Convém distinguir três números que costumam aparecer trocados:
Rendas de novos contratos (INE). Medem contratos reais acabados de assinar. É a referência deste artigo. Último valor: 9,46 euros por metro quadrado, no primeiro trimestre de 2026.
Variação de todas as rendas em vigor (INE). Inclui contratos antigos, com rendas mais baixas. Subiu 5,1% em março de 2026, em termos homólogos. (INE, índice de preços no consumidor, componente de rendas, março de 2026.)
Preços pedidos nos anúncios (portais imobiliários, como o Idealista). Indicam o que os senhorios pedem, não o que fica no contrato. Ficam acima dos contratos reais e devem ler-se apenas como sinal de procura, nunca como valor de referência.
Esta distinção é importante: o preço indicado num anúncio pode ser bastante mais alto do que a renda a que o contrato é, depois, assinado.
Sabia que?
Preço pedido nos anúncios não é renda no contrato. Em maio de 2026, os anúncios pediam cerca de 16 euros por metro quadrado, cerca de 70% acima dos 9,46 euros do valor oficial de contratos assinados no início de 2026. A diferença mede a distância entre o que se anuncia e o que se contrata, e os dois indicadores medem coisas diferentes. (Índice de Preços do idealista, maio de 2026; INE, 1.º trimestre de 2026.)
Quanto custa arrendar por região
Os preços do arrendamento em Portugal não são homogéneos. As diferenças entre regiões são grandes. Os valores seguintes são as rendas medianas de novos contratos no primeiro trimestre de 2026. (INE, 1.º trimestre de 2026.)
| Região | Renda mediana de novos contratos (euros/m2) |
|---|---|
| Lisboa (município) | 17,42 |
| Grande Lisboa | 14,38 |
| Região Autónoma da Madeira | 11,97 |
| Península de Setúbal | 11,35 |
| Algarve | 10,71 |
| Área Metropolitana do Porto | 10,13 |
| Portugal (mediana) | 9,46 |
O município de Lisboa tem as rendas mais caras de Portugal, com uma renda mediana quase igual ao dobro da nacional. A renda mediana aumentou em todas as sub-regiões face ao ano anterior, com a maior subida na Madeira (mais 16,0%).
Para pesar estes valores no orçamento, convém traduzi-los em renda mensal. A conta é simples: multiplica-se o preço por metro quadrado pela área da casa.

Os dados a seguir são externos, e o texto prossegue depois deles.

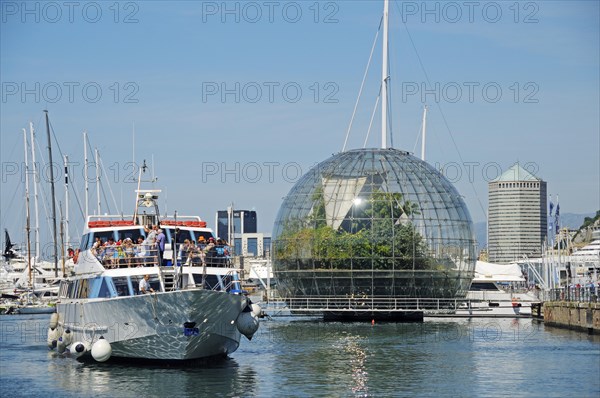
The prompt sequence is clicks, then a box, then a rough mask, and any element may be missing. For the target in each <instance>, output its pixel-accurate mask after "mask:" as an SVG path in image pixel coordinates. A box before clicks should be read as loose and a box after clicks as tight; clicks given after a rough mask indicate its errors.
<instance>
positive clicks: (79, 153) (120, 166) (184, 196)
mask: <svg viewBox="0 0 600 398" xmlns="http://www.w3.org/2000/svg"><path fill="white" fill-rule="evenodd" d="M0 3H1V6H2V8H1V12H2V14H1V15H2V16H1V18H2V20H1V25H0V29H1V31H0V33H1V35H0V44H1V48H0V75H1V76H0V80H1V83H2V98H1V102H0V106H1V110H0V116H1V121H0V140H1V148H0V154H1V163H2V183H1V185H0V187H1V192H0V198H1V200H2V205H1V213H2V214H0V223H1V224H2V225H1V227H2V228H8V229H9V231H15V230H20V228H21V227H20V225H22V223H23V214H24V205H23V200H22V198H23V184H22V181H23V180H22V178H21V177H20V176H18V174H19V173H18V172H16V173H15V171H14V167H15V165H17V167H19V168H20V167H21V165H20V163H21V162H22V161H23V148H22V140H23V138H22V133H21V129H22V128H23V127H26V126H27V124H28V122H29V121H33V122H34V124H35V126H36V128H37V132H38V134H37V137H38V139H39V143H38V146H39V147H40V149H41V150H42V151H43V152H42V154H41V155H38V158H39V157H40V156H42V155H43V156H44V158H47V155H46V153H45V151H46V136H45V128H44V125H43V113H42V110H43V109H48V110H49V111H50V118H51V123H52V125H53V128H54V132H55V134H56V138H57V140H58V141H59V143H60V149H61V151H62V153H64V154H67V155H69V157H70V161H71V162H73V163H74V165H73V171H74V180H75V181H74V185H75V186H76V189H78V191H79V196H80V199H81V200H83V199H82V198H83V190H82V185H83V183H82V181H83V179H82V177H83V144H82V132H83V131H84V130H87V131H88V133H89V137H90V142H91V145H92V146H93V147H97V148H98V149H99V151H100V156H101V158H102V161H103V163H104V165H105V168H106V172H107V174H108V177H109V178H108V180H110V183H111V187H112V190H113V193H114V196H115V201H116V202H117V207H121V203H123V205H122V207H123V209H122V210H123V211H124V212H126V213H127V212H131V211H132V210H131V209H130V206H131V204H130V203H131V202H132V198H131V192H132V190H133V189H135V187H134V184H131V183H127V182H126V181H125V180H126V177H127V173H128V172H129V171H131V170H130V169H128V168H127V167H128V165H127V163H128V162H131V161H132V157H133V154H132V152H133V148H132V141H133V139H132V130H133V127H132V126H133V124H134V123H135V162H136V163H141V162H142V160H143V159H146V160H147V162H148V163H150V159H151V158H152V157H154V169H155V173H156V175H157V176H158V182H157V184H156V187H157V188H161V189H163V199H166V203H163V207H165V205H166V208H167V211H168V212H169V213H171V212H172V211H174V210H177V211H178V213H179V214H199V215H200V216H202V217H203V218H204V219H207V220H208V221H209V224H213V223H214V214H215V211H216V210H218V209H224V208H226V206H227V205H229V204H230V203H232V202H233V203H234V205H235V207H236V208H244V209H254V210H256V211H257V212H258V213H259V229H260V230H261V231H264V232H270V230H271V228H272V224H273V221H274V219H275V216H276V213H277V210H278V208H279V205H280V204H281V199H282V197H284V196H285V195H286V194H287V192H288V191H289V190H290V189H291V187H292V186H293V184H294V183H295V182H296V181H297V180H298V178H299V176H300V175H301V174H302V173H304V172H307V171H308V170H309V169H310V168H311V167H312V166H314V165H315V164H316V163H318V162H320V161H323V160H325V159H326V158H328V157H329V156H331V155H332V154H334V153H337V152H339V151H340V150H341V148H342V145H343V142H344V137H345V134H346V130H347V127H348V124H349V121H350V117H351V115H352V110H353V107H354V103H355V101H356V97H357V94H358V91H359V88H360V83H361V80H362V77H363V73H364V70H365V66H366V64H367V60H368V57H369V53H370V50H371V46H372V43H373V39H374V37H375V34H376V32H377V29H378V25H379V21H380V16H381V13H382V9H383V3H382V2H381V1H322V2H315V1H297V2H287V1H284V2H279V1H274V2H262V1H259V2H236V1H229V2H221V1H217V2H212V1H208V2H206V1H205V2H192V1H183V2H163V1H143V2H120V3H115V2H74V3H72V4H73V5H72V6H67V5H65V4H64V3H63V2H19V1H17V2H10V1H2V2H0ZM390 9H391V13H390V24H391V28H390V49H391V55H390V63H391V76H392V95H393V104H392V106H393V112H392V116H393V135H394V147H396V148H400V149H406V150H409V151H415V152H416V154H417V155H418V154H419V153H420V143H419V144H417V145H416V146H415V144H416V143H417V139H418V130H419V128H420V123H421V114H422V106H423V102H426V103H427V104H428V106H429V117H428V121H427V126H428V129H427V130H428V133H427V134H428V140H427V141H428V142H427V160H428V161H429V162H430V163H432V164H435V165H438V166H439V167H441V168H443V169H444V171H445V173H446V174H447V176H448V177H449V178H450V179H451V181H453V182H454V183H455V184H456V186H457V188H458V189H459V191H460V192H461V194H462V195H464V197H465V201H466V203H467V205H468V206H469V209H470V212H471V215H472V217H473V219H474V220H475V221H480V220H484V219H485V211H486V208H487V182H488V180H489V179H490V178H493V177H495V176H497V175H498V173H499V172H501V171H504V170H506V169H507V168H508V167H510V166H511V165H512V164H513V163H515V162H517V161H519V162H521V164H524V165H527V167H528V169H529V170H530V171H534V172H535V173H536V174H537V175H538V176H539V177H541V178H543V179H544V180H546V181H547V182H548V192H549V193H551V194H552V195H553V196H554V195H559V197H560V204H561V211H562V212H572V213H588V212H593V211H595V210H597V209H598V208H600V192H599V190H600V187H599V186H600V183H599V181H600V175H599V173H600V171H599V170H600V160H599V152H600V138H599V136H600V133H599V131H600V126H599V123H600V116H599V109H600V103H599V91H600V82H599V73H600V72H599V70H600V65H599V48H600V43H599V37H600V30H599V14H600V11H599V6H598V2H596V1H579V2H578V1H536V2H513V1H510V2H503V1H500V2H471V3H469V2H435V1H431V2H426V3H424V2H403V3H400V2H392V4H391V5H390ZM380 59H381V43H380V42H379V43H378V44H377V45H376V47H375V53H374V56H373V61H372V63H371V68H370V70H369V75H368V78H367V80H366V84H365V89H364V91H363V96H362V98H361V102H360V105H359V108H358V112H357V116H356V119H355V122H354V126H353V129H352V131H351V134H350V138H349V148H357V147H362V145H363V141H364V139H365V136H366V131H367V126H368V124H369V119H370V115H371V112H372V109H373V106H374V104H375V99H376V96H377V93H378V90H379V79H380V74H381V61H380ZM57 88H60V92H59V90H58V89H57ZM98 89H99V90H100V91H101V94H100V93H99V91H98ZM70 90H71V91H70ZM427 90H429V91H427ZM379 122H380V119H379V117H376V118H375V121H374V123H373V127H372V131H371V135H370V139H369V142H368V146H369V147H373V146H380V142H379V137H380V134H379V130H380V125H379ZM57 158H58V149H55V159H57ZM117 171H118V172H117ZM60 181H62V179H61V180H60ZM44 189H46V191H48V188H47V187H45V188H44ZM57 190H58V191H59V193H60V195H61V196H62V190H63V189H62V186H60V185H59V187H58V188H57ZM106 195H107V198H108V201H109V204H110V210H111V211H112V212H114V211H115V205H114V204H113V203H112V202H113V201H112V199H111V197H110V193H109V192H108V190H107V194H106ZM94 198H95V187H93V186H92V187H91V198H90V203H91V204H92V205H91V207H92V208H94V207H95V206H94V201H95V199H94ZM59 199H61V200H64V199H62V198H59ZM102 202H103V207H102V212H105V211H108V209H107V208H106V207H105V203H104V199H103V200H102ZM71 203H72V207H71V209H70V212H71V215H72V219H73V220H72V223H73V225H75V226H76V225H79V226H81V225H82V221H81V212H80V208H79V206H78V205H77V204H76V201H75V199H74V198H73V197H72V198H71ZM120 210H121V209H119V211H120ZM42 214H45V212H44V211H43V210H42ZM43 224H44V223H43ZM79 232H80V228H79V229H78V230H76V231H75V232H73V235H77V234H78V233H79ZM14 235H17V236H18V233H17V232H16V231H15V233H14Z"/></svg>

Vamos ver três exemplos, usando como referência um T1 de 50 metros quadrados, um T2 de 80 e um T3 de 100:
| Tipologia | Portugal (9,46 euros/m2) | Lisboa (17,42 euros/m2) |
|---|---|---|
| T1 (50 m2) | ~473 euros | ~871 euros |
| T2 (80 m2) | ~757 euros | ~1 394 euros |
| T3 (100 m2) | ~946 euros | ~1 742 euros |
Estes valores são aproximados e servem para dar ordem de grandeza. As casas mais pequenas tendem a custar mais por metro quadrado, por isso, a conta real pode subir um pouco nas tipologias mais baixas.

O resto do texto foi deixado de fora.